Ricardo Daniel Eliçabe Echave FRPSL (25 August 1887 – 12 June 1968) was an Argentine physician who had a career in the petroleum industry. In 1925, he co-founded the Refinería de Petróleo "La Isaura" S.A. in Bahía Blanca, a company of which he was later president. The Dr. Ricardo Eliçabe Refinery in Bahía Blanca is named for him.

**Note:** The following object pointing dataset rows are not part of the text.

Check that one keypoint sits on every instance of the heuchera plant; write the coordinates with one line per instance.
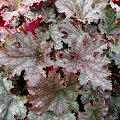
(59, 59)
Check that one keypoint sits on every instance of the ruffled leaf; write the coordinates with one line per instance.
(50, 116)
(82, 9)
(25, 52)
(86, 54)
(10, 105)
(50, 94)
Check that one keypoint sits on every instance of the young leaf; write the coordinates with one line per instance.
(10, 105)
(96, 111)
(50, 116)
(109, 21)
(56, 36)
(116, 58)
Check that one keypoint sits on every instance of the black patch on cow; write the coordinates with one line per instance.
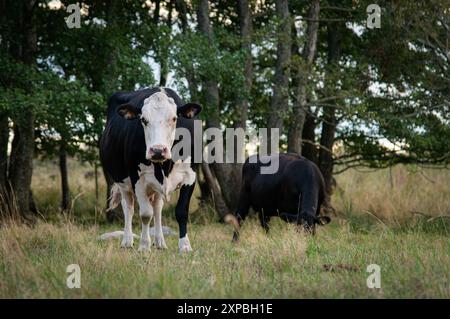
(162, 169)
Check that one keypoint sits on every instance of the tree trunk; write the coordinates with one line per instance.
(180, 6)
(4, 138)
(326, 160)
(233, 171)
(300, 79)
(165, 59)
(210, 92)
(279, 103)
(21, 168)
(218, 201)
(65, 190)
(309, 149)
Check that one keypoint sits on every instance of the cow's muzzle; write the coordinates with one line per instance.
(158, 153)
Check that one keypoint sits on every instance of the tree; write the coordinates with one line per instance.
(303, 64)
(279, 104)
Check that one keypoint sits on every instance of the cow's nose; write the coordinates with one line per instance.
(158, 152)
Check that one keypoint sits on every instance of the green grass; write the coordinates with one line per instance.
(284, 264)
(397, 219)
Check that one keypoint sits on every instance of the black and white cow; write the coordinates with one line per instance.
(295, 192)
(135, 150)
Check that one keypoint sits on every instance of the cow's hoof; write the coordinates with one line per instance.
(184, 245)
(160, 243)
(144, 247)
(127, 241)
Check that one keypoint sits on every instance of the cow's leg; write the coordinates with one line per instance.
(242, 210)
(264, 220)
(127, 202)
(181, 214)
(159, 236)
(146, 214)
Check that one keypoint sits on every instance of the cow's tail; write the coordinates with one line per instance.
(114, 198)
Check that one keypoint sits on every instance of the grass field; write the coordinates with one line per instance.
(397, 220)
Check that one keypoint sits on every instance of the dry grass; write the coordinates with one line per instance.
(375, 225)
(284, 264)
(394, 194)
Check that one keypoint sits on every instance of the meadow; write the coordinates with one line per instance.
(396, 218)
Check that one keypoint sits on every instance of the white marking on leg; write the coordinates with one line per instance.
(146, 214)
(159, 236)
(184, 245)
(128, 211)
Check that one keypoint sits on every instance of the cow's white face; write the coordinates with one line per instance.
(159, 119)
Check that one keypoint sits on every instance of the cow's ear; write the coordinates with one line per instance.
(323, 220)
(189, 110)
(128, 111)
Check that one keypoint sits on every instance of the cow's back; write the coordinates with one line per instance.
(265, 189)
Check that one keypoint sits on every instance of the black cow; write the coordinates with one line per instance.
(135, 150)
(295, 192)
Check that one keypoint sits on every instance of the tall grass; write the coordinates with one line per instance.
(396, 219)
(392, 195)
(282, 264)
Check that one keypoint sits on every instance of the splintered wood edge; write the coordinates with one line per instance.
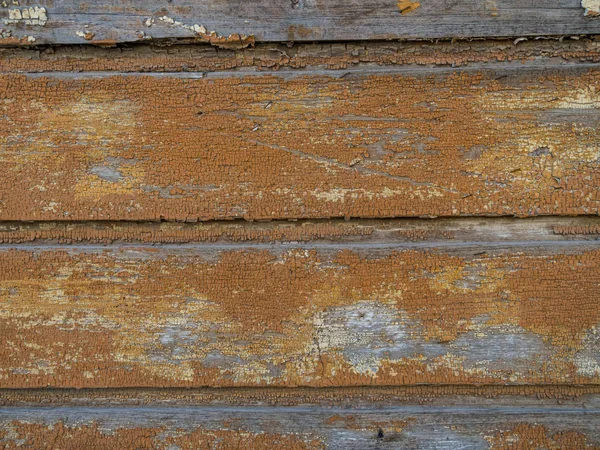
(68, 22)
(275, 57)
(495, 232)
(555, 396)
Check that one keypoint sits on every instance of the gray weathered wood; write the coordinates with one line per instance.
(84, 21)
(415, 427)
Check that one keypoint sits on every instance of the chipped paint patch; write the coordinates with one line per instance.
(592, 7)
(233, 41)
(28, 16)
(407, 6)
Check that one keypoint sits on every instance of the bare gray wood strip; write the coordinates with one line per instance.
(362, 397)
(227, 22)
(415, 427)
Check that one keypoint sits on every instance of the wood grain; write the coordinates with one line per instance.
(302, 428)
(390, 306)
(274, 57)
(109, 22)
(514, 139)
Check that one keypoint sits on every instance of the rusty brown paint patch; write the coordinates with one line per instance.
(38, 435)
(531, 436)
(306, 147)
(353, 396)
(150, 317)
(577, 230)
(168, 232)
(272, 57)
(407, 6)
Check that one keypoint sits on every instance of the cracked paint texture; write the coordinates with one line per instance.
(143, 316)
(267, 147)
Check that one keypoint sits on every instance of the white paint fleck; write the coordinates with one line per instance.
(29, 16)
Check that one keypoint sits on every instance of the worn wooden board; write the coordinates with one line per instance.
(415, 427)
(225, 23)
(274, 57)
(357, 305)
(506, 139)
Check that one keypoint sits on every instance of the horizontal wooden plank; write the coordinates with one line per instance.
(515, 139)
(33, 22)
(385, 307)
(301, 428)
(274, 57)
(353, 397)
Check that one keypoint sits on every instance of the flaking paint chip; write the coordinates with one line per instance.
(407, 6)
(592, 8)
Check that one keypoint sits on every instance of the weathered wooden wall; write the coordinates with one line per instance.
(240, 23)
(215, 241)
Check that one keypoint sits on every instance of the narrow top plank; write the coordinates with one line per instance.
(240, 23)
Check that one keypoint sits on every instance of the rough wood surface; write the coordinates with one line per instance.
(508, 139)
(33, 22)
(359, 305)
(414, 427)
(362, 397)
(273, 57)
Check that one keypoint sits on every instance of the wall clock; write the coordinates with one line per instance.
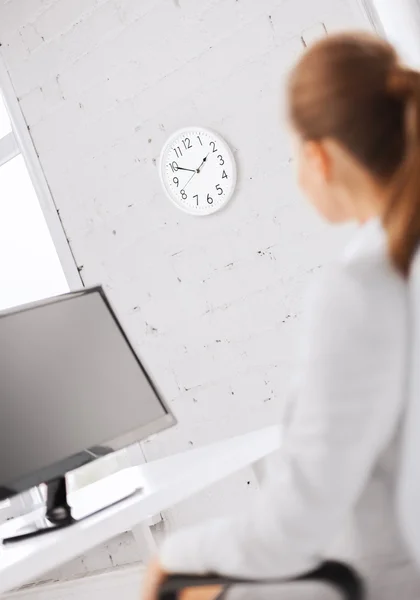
(198, 171)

He was also a noted philatelist who edited the journal of the Sociedad Filatélica Argentina, wrote a 28-part catalogue of the stamps of Uruguay, and published a series of monographs on aspects of South American stamps. He was added to the Roll of Distinguished Philatelists in 1922 and was elected a fellow of the Royal Philatelic Society London in 1937.

==Early life==
Ricardo Eliçabe was born in 1887. He qualified as a physician in 1912 at the University of Buenos Aires with a thesis on Addison's disease.

==Career==
Eliçabe was a co-founder in 1925, and later president, of the Refinería de Petróleo "La Isaura" S.A. in Bahía Blanca, Buenos Aires Province.

==Philately==
Eliçabe specialised in South American philately. He published a catalogue of Uruguay stamps in 28 parts in the Revista de la Sociedad Filatélica Argentina between 1917 and 1944 and also wrote a series of monographs on various aspects of the stamps of South America, such as his study of the first issue of Bolivia and its forgeries. He also built a collection of the stamps of the Argentine province of Corrientes. He was added to the Roll of Distinguished Philatelists in 1922.

He took an active part in organised philately and was a member of the Sociedad Filatélica Argentina and edited and contributed to their journal, the Revista de la Sociedad Filatélica Argentina. He was elected to the Royal Philatelic Society London in 1933 and became a fellow in 1937. He was their special representative for Argentina. He served on the juries of philatelic exhibitions such as the International Stamp Exhibition in Buenos Aires in 1951, where he was president, and on the juries of Reinatex in Monte Carlo in 1952, and of the London International Stamp Exhibition 1960.

He was president of the Museo Postal Argentino.

==Death and legacy==
Eliçabe died in 1968. A philatelic prize, the Premio Eliçabe (Eliçabe Prize), was established in his name in Argentina. His collection of Corrientes stamps was sold at auction by Stanley Gibbons in London in 1973. The Dr. Ricardo Eliçabe Refinery in Bahía Blanca is named for him.

==Selected publications==
===Articles===
- "Catálogo de los Sellos Postales de la República Oriental del Uruguay", Revista de la Sociedad Filatélica Argentina, Nos. 179-334/35 (28 parts).
- "Las primeras emisiones de Paraguay", Revista de la Sociedad Filatélica Argentina, No. 297 (Nov–Dec 1937).

===Books===
- Contribución al estudio de los sellos postales Argentinos: El 2 centavos efigie de Don Vicente López y Planes emitido en al año 1877. Ricardo Eliçabe, Buenos Aires, 1938.
- Contribución al estudio de los sellos postales Argentinos: El 4 centavos efigie de Don Mariano Moreno emitido en al año 1873. Ricardo Eliçabe, Buenos Aires, 1938.
- Contribución al estudio de los sellos postales Argentinos: El 80 centavos efigie de Don Bernardino Rivadavia emitido en al año 1877. Ricardo Eliçabe, Buenos Aires, 1939.
- Contribución al estudio de los sellos postales Uruguayos: Variedades en los sellos grabados en acero. Ricardo Eliçabe, Buenos Aires, 1945.
- Contribución al estudio de los sellos postales de Bolivia: El 50 centavos tipo "aguila" emitido en el ano 1867 y sus falsificaciones. Ricardo Eliçabe, Buenos Aires, 1947.